直近の仮想通貨市場の調整を受け、企業によるビットコイン・トレジャリー戦略の持続性に改めて疑念が再燃している。しかしマトリックスポートによれば、最大手のストラテジーは依然としてS&P500指数への採用に向けた道を維持しているという。

大幅な調整局面であってもストラテジーのビジネスモデルが果たして耐えられるのかとの疑問が呈されてきた。マトリックスポートは、水曜日に公開したリサーチレポートで、世界最大のビットコイン保有企業であるストラテジーが大量の強制清算に追い込まれるリスクは「短期的にはない」と指摘している。

むしろ、今回の調整で圧力を受けているのは割高な純資産価値(NAV)水準で株式を購入した株主であり、現在はNAV圧縮の影響を最も強く受けている。

マトリックスポートによれば、ストラテジーの株価は474ドルのピークから207ドル前後まで下落したものの、同社は依然として12月のS&P500指数入り候補として位置づけられているという。

「ビットコイン価格と重ねて比較すると、ストラテジーの株価は相対的に割安に見える。12月のS&P500採用の可能性は依然として残っている」
Source: Matrixport

10Xリサーチも10月末、「年末までにストラテジーがS&P500に組み入れられる確率は70%」と予測している

ストラテジーはS&Pグローバル・レーティングから「B-」の信用格付けを取得した。

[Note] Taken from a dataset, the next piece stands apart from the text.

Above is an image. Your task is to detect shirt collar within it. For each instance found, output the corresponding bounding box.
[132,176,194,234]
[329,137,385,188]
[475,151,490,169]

これは投機的で非投資適格とされ、いわゆる「ジャンク債」にあたる評価だ。

ビットコイン・トレジャリー企業がS&Pの格付けを取得するのは初めてであり、仮想通貨トレジャリー企業を評価するうえで新たなベンチマークが形成された形だ。

中小規模のDAT企業は苦境

一方、より小規模なデジタル資産トレジャリー企業(DAT)は依然として厳しい状況にある。今年、多くの企業で市場純資産価値(mNAV)が重要水準を割り込み、追加でビットコインを購入するための資金調達能力が制限されてしまったためだ。

mNAV比率とは、企業価値を保有する仮想通貨の価値で割ったもので、一般にmNAVが1を上回れば新株発行によってデジタル資産を積み増すことができるが、1を下回ると資本調達が困難になる。

今年はストラテジーをはじめ、ビットマイン、メタプラネット(MTPLF)、シャープリンク・ゲーミング(SBET)、DeFiディベロップメント(DFDV)といった企業がいずれもこの基準を割り込んだ。

DAT企業のmNAVの推移 Source: Standard Chartered

こうしたDAT企業が調整局面で圧力を受ける一方、ストラテジーのマイケル・セイラー会長はビットコインの先行きについて懸念を示していない。セイラー氏は火曜日のFoxビジネスのインタビューで、「当社は80〜90%の下落にも耐えられるよう設計されている」と語った。

なおストラテジーは月曜日、新たにビットコインを8178BTC(8億3500万ドル相当)取得したと発表しており、これは過去1カ月間の平均購入量である約400〜500BTCを大きく上回る規模となっている。